Effect of lac-based formulations on incidence of Penicillum italicum on Kinnow fruits
Abstract
An experiment was conducted to find out the effect of lac-based formulations on incidence of Penicillium italicum on kinnow fruits and spoilage during storage at low temperature. Each fruit was punctured (10 holes) at four places by pinprick and dipped in emulsion (20%) of three different lac based formulation viz. FC -1, FC - 2 & FC - 3 and a stay fresh wax emulsion for 30 sec.
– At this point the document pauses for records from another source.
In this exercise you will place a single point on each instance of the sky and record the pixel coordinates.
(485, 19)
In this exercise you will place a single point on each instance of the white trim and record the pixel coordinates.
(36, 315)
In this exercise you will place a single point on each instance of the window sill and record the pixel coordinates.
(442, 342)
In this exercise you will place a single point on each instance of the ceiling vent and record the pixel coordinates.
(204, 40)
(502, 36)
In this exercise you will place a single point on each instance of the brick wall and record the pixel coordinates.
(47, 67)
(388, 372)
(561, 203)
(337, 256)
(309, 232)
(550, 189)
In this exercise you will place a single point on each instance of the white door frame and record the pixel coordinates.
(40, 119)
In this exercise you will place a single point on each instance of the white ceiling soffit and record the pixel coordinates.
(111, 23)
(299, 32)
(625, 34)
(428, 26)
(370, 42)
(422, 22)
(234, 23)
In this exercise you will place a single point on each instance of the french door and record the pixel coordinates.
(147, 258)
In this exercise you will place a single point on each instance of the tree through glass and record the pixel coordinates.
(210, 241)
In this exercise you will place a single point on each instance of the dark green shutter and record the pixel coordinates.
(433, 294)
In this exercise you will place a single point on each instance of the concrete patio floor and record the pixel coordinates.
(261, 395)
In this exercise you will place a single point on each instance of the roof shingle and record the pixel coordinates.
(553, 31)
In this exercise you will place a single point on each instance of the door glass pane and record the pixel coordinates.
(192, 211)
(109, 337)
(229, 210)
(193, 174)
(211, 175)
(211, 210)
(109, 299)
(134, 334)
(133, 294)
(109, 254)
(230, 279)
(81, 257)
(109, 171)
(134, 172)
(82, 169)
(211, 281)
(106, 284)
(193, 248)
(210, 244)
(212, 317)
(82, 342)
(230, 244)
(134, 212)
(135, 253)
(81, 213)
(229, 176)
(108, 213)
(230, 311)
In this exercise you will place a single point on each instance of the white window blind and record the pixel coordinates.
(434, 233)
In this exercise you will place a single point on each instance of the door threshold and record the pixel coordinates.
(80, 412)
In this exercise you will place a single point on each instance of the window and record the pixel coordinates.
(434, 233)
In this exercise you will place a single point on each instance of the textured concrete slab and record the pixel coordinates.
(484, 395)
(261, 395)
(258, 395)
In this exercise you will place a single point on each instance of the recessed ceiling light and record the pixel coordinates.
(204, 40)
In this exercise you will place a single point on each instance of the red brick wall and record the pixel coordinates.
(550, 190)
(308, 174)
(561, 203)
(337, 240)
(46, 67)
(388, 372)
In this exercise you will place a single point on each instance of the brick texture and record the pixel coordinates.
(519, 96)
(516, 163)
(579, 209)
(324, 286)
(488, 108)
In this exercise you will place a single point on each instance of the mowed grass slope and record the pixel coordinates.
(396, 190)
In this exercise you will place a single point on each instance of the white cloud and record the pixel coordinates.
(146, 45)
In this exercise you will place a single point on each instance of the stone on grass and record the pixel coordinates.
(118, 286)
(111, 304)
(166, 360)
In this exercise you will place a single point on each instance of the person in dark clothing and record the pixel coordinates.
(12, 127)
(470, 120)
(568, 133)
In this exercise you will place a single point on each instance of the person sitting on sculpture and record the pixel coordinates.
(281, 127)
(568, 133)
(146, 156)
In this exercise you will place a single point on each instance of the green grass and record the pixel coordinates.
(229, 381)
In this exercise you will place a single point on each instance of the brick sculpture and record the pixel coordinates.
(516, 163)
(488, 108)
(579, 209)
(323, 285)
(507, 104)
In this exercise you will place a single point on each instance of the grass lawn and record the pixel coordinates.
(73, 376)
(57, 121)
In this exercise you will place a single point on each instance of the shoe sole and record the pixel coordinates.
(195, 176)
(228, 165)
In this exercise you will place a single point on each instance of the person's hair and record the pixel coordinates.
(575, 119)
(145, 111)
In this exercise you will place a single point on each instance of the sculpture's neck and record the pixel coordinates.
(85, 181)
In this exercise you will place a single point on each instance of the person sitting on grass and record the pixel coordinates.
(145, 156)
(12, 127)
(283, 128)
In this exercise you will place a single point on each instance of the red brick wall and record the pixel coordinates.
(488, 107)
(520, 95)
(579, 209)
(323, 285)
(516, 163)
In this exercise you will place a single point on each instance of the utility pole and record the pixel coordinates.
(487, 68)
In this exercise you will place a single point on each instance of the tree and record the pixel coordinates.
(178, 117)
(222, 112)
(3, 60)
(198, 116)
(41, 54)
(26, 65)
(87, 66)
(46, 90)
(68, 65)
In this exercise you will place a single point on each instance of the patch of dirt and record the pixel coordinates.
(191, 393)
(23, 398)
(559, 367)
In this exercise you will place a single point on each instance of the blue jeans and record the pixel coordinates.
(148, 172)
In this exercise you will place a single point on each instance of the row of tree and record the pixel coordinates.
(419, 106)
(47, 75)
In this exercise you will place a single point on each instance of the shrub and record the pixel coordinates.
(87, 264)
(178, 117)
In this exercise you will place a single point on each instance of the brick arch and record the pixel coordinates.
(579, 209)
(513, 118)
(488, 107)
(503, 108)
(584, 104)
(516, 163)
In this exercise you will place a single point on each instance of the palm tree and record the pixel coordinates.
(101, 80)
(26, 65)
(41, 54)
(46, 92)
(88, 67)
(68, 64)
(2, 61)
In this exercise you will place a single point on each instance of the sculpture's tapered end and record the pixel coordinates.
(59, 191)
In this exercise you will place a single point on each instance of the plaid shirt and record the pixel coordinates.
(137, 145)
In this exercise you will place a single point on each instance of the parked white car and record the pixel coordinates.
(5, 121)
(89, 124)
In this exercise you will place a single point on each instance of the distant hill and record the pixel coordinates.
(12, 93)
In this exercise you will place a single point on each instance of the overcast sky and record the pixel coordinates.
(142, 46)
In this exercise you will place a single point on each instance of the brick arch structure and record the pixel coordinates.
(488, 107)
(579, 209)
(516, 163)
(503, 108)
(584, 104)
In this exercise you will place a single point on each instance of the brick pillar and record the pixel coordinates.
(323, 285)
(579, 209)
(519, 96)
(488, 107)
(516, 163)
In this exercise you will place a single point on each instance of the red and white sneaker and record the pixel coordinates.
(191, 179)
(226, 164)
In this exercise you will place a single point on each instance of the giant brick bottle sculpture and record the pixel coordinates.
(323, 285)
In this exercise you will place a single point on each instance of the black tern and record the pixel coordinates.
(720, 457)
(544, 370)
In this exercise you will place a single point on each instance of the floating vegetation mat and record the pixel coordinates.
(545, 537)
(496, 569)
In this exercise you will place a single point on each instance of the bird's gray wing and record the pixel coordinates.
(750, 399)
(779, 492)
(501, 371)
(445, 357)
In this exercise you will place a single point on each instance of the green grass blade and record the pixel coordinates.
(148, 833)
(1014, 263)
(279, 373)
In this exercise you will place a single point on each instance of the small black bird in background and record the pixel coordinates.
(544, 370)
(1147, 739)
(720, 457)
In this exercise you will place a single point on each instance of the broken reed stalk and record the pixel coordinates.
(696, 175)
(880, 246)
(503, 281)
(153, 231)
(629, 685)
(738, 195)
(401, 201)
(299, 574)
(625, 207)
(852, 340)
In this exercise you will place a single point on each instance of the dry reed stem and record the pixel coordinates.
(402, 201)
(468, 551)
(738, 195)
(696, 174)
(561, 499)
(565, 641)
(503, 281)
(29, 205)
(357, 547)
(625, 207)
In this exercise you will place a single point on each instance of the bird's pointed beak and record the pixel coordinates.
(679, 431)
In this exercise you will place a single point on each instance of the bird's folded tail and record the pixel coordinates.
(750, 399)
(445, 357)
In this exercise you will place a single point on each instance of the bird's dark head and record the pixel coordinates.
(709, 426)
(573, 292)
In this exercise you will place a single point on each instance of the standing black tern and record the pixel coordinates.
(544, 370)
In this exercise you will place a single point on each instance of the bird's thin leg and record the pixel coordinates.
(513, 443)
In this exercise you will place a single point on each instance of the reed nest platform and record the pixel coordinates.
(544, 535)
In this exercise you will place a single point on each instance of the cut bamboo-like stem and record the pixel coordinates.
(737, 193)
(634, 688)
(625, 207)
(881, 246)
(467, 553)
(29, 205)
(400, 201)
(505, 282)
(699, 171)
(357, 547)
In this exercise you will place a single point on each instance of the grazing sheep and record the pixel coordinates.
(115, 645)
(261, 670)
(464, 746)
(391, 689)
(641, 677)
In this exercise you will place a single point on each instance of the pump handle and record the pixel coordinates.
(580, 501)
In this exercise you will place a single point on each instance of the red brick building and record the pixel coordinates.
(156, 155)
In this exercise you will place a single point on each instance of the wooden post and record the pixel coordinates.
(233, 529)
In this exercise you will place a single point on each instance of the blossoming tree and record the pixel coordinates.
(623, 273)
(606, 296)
For storage study, the fruits were treated with lac-based formulations and packed 30 fruits in each CFB box (5 ply) in 4 replicates for 75 days under cool chamber. Minimum incidence of P. italicum was found in stay fresh wax formulation (76.33%) followed by FC- 3. Moreover, minimum water soaked area was recorded in Stayfresh wax 9.24 em- followed by FC - 2 (9.81 cm2) after 5 days. Lac-based formulations inhibited growth of P. italicum on fruits. Spoilage of the fruits was significantly reduced by lac-based formulations during storage. These formulations did not deteriorate the quality of fruits up to 72 days under cool chamber. It may be used as coating agent to reduce the spoilage, shriveling and enhanced the shelf life of fruits.